Пожив у Королева, Эдик засобирался в Ереван. Да и Королю с ним становилось все трудней и неспокойней. Например, он стыдился в его присутствии приводить домой женщин, возмущавшихся к тому же, что это за чудик живет в кухне — голой в ванную не проскочить. Наконец насобирал ему денег на билет — и проводил в Домодедово. При прощании Королеву явно стало, что Эдик решается, сказать или нет что-то важное, но Королев отступил, махнул рукой и повернулся к выходу…

LV

Как раз Эдик не только привил Королеву любовь к кладбищам, но и указал на практичность этой любви. Гуляя среди надгробий, Королев словно бы примерял себя к земле и тем самым немного успокаивался. Он предпочитал старые кладбища — не столько из-за паркового их убранства, сколько из-за убедительности разброса дат, который он видел на памятниках. К тому же его увлекали эпитафии, в новейшие времена утратившие поэтичность. Краткий набор средств: даты рождения и смерти, фамилия (часто вышедшая из употребления), памятник — или его отсутствие, железный ржавый или подновленный крест, проволочные, выцветшие цветы, яичная скорлупа, конфетные обертки, изорванные птичьими клювами, тщательно выложенная или, напротив, раскрошенная плитка; квадратный метр, обнесенный оградкой, или площадь со скамейкой, клумбой, пьедесталом и никелированным хозяйственным ящиком, гранитные полированные глыбы с полноразмерными портретами непохожих на себя мертвецов; трогательная роскошь могил рано ушедших; отчаянная аккуратность убранства — след частых посещений; совершенная затертость, заброшенность иных могил, которые вот-вот приберут к рукам новые мертвецы; многосемейные, наследные могилы с чередой надписей многоэтажных захоронений…

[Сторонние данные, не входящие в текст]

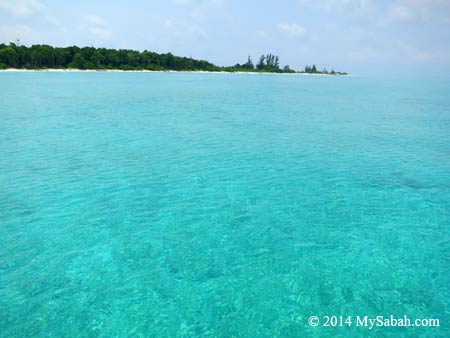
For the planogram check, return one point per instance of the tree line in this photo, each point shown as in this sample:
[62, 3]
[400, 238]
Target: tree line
[45, 56]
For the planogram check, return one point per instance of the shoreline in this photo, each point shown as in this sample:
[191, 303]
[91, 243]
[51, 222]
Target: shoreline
[73, 70]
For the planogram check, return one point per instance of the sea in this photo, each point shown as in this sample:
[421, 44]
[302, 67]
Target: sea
[223, 205]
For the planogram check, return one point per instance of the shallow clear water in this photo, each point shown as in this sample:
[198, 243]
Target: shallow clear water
[219, 205]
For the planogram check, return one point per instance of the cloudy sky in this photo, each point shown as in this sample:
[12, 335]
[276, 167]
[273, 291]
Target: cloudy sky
[401, 37]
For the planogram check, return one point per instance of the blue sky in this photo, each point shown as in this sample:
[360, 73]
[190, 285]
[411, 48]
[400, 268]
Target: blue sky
[401, 37]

Глядя на всю эту унылость, Королев грезил воздушным покоем, кладбищем в воздухе! Столпотворение знаков, мет, примечательностей — все это действовало на Королева благотворно, сообщая о неудаленности словно бы воздушных городов забвения, полных душевной анестезии.

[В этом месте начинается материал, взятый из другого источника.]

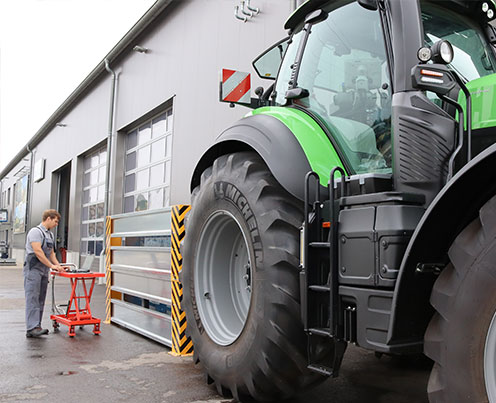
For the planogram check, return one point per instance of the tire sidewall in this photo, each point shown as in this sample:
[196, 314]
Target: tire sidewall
[475, 307]
[221, 194]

Королев понимал, что воздух — не земля, что свет в ней — это в лучшем случае вода, и даже пытался изобрести зрительное капиллярное устройство, каким бы должна была обладать грибница глаза, воспринимающая лучистую воду, и единственное, что годилось ему на это, было некое растение, пустившее корни зрительного нерва, почему-то фиалка, он сам не понимал, как так получилось, что в его идеальном кладбище все зрячие мертвецы лежали с глазницами, полными букетиков фиалок…

Королев прочитывал кладбище, как стихи. Воображение его полнилось томами поминальных материалов, но еще одна задача занимала его жгуче: та самая мысль о воздушном зрячем кладбище. Он понимал всю нереальность своих соображений, но все равно никак не мог отделаться от зрелища, в котором внутреннее небо было полно похоронных дирижаблей с гондолами, упокоившими тела умерших в крионическом холоде недр стратосферы — в стерильной целости для воскресения.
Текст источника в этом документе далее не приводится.